I think I may have used the wrong button.

 

[lightgrav]

so that you can move the m₂ a over to the left side.

that is to isolate your desired unknown m₂ as a ratio

 

[Medgirl314]

Right, but I needed to expand first, so I just wanted to be sure that I didn't make an error.

m2g-m2a=m1a+m2a-m2a

How does that look so far?

 

[lightgrav]

now isolate the desired unknown on the left (common factor) ... done.

 

[Medgirl314]

Ah, THIS is where I kept getting stuck last time! Okay, here's what we have:

m2g-m2a=m1a

This is where I haven't but a vague idea of what to do. Can I divide by ag?

Thanks!

 

[lightgrav]

m₂ on the left is a common factor in 2 subtracted terms
... "de-expand" those two, with m₂ outside the parenthesis (with things that are subtracted)

 

[Medgirl314]

Right,thanks!

To expand we multiply, so do we divide by m2 here?

 

[lightgrav]

algebra!
c(d + e) = cd + ce ... it goes both ways ... (left to right is expanding , right to left is collecting a common factor)

 

[Medgirl314]

Oh, I was overcomplicating it again!

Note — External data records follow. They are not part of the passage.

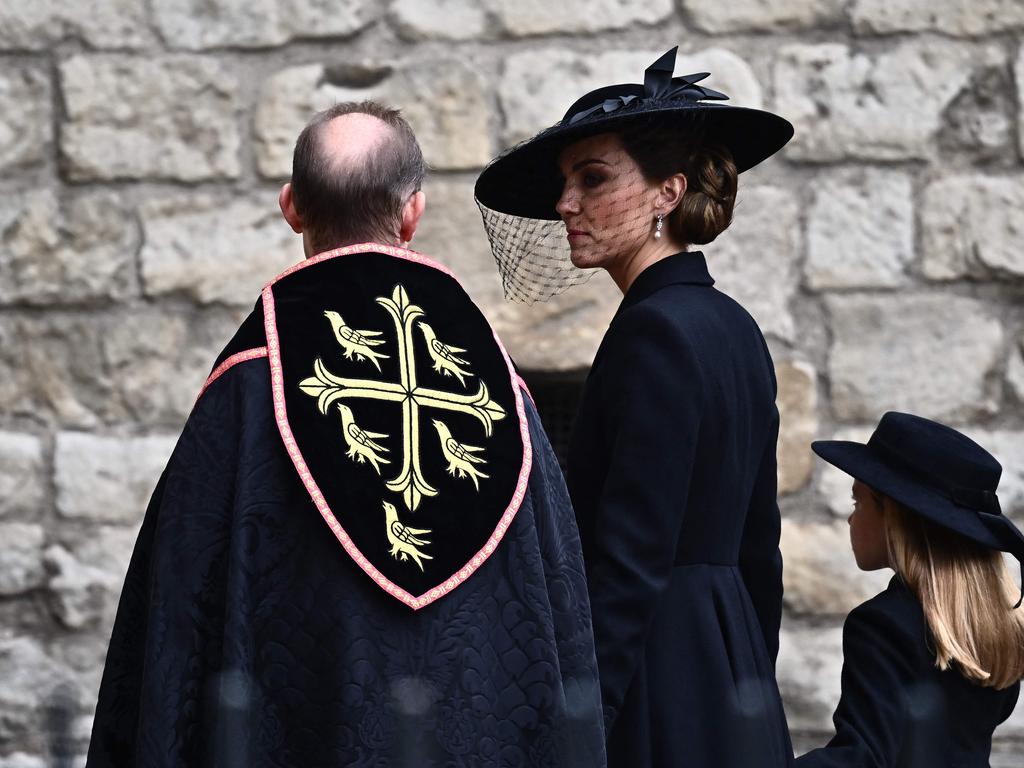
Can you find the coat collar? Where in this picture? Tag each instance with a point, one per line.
(687, 266)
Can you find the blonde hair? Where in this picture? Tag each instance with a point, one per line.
(967, 593)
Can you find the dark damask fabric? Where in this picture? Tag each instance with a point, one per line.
(246, 636)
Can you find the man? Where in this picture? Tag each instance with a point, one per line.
(361, 551)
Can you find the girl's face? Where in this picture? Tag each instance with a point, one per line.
(867, 530)
(606, 203)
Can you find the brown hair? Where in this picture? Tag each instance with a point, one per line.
(361, 202)
(706, 209)
(967, 593)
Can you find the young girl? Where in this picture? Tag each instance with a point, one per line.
(931, 666)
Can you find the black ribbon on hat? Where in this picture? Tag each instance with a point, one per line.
(658, 85)
(983, 502)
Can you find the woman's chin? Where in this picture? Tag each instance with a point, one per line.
(583, 259)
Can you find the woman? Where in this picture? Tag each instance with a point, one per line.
(672, 464)
(932, 665)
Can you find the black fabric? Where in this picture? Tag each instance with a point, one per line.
(249, 335)
(464, 513)
(672, 472)
(246, 636)
(897, 710)
(937, 472)
(524, 180)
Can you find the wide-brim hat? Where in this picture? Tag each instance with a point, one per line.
(525, 181)
(935, 472)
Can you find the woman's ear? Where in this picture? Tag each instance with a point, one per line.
(670, 193)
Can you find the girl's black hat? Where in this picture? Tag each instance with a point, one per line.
(524, 181)
(934, 471)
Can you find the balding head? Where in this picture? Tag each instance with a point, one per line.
(354, 170)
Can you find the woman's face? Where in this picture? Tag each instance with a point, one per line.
(867, 530)
(606, 203)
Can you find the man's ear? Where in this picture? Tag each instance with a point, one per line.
(288, 209)
(411, 214)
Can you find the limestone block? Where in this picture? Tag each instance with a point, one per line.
(972, 225)
(448, 19)
(144, 367)
(834, 484)
(755, 261)
(451, 232)
(820, 574)
(108, 479)
(56, 253)
(979, 123)
(85, 582)
(538, 86)
(22, 760)
(1015, 369)
(159, 361)
(25, 114)
(810, 662)
(20, 557)
(22, 475)
(33, 681)
(446, 101)
(797, 402)
(927, 353)
(965, 17)
(523, 17)
(859, 229)
(215, 250)
(100, 24)
(853, 104)
(173, 117)
(50, 371)
(768, 15)
(1019, 79)
(197, 25)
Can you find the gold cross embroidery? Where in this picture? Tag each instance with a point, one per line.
(329, 389)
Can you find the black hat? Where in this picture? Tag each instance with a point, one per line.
(934, 471)
(524, 181)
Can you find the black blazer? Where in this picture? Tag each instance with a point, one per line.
(897, 710)
(672, 472)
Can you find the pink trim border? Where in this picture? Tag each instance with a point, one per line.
(248, 354)
(281, 416)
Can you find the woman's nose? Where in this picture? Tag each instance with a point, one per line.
(568, 203)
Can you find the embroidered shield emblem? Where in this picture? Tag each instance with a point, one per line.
(401, 413)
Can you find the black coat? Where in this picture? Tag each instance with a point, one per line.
(897, 710)
(672, 473)
(247, 636)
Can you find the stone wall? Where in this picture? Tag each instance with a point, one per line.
(142, 143)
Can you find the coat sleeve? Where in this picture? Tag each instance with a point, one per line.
(162, 663)
(887, 717)
(651, 409)
(760, 557)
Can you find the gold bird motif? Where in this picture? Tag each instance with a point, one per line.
(363, 445)
(460, 456)
(403, 539)
(445, 357)
(356, 342)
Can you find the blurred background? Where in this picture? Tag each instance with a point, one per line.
(142, 143)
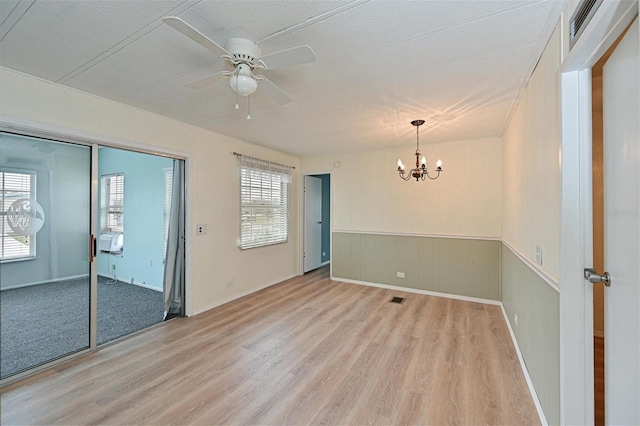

We're literally just pulling it out of the equation, I let he subscript mess me up.

m2g-m2a=m1a
m2(g-a)=m1a

Better?

 

[lightgrav]

it is still not isolated (all by itself) ... it is still multiplying that difference ...

 

[Medgirl314]

Oh, right. Shoot. But was the step correct? Can I divide both sides by m2, yielding g-a=m1a/m2 ? Or would that not be considered solving for m2, since it's not on it's own side?

 

[lightgrav]

collected it as common factor, good.
you want it on TOP, by itself ... not on bottom.
move the other factor, instead of m₂ .

 

[Medgirl314]

Oh! Duh! m2=m1a/g-a ?

 

[lightgrav]

keep the old parentheses, right? ok, done.

move on to the one with friction

 

[Medgirl314]

m2=m1a/(g-a)

Do you mean we're done here?

 

[lightgrav]

well, look at 2 special cases first:
1) what m2 will make zero acceleration?
2) what m2 will make acceleration = 9.8 m/s² ?

 

[Medgirl314]

Lightgrav, I would really love to come back to these questions, but I have so many other problems this week that I can't justify spending the time on the extra questions that they deserve. Thanks so much for helping me with the problem! I will eventually come back to these if I have a moment.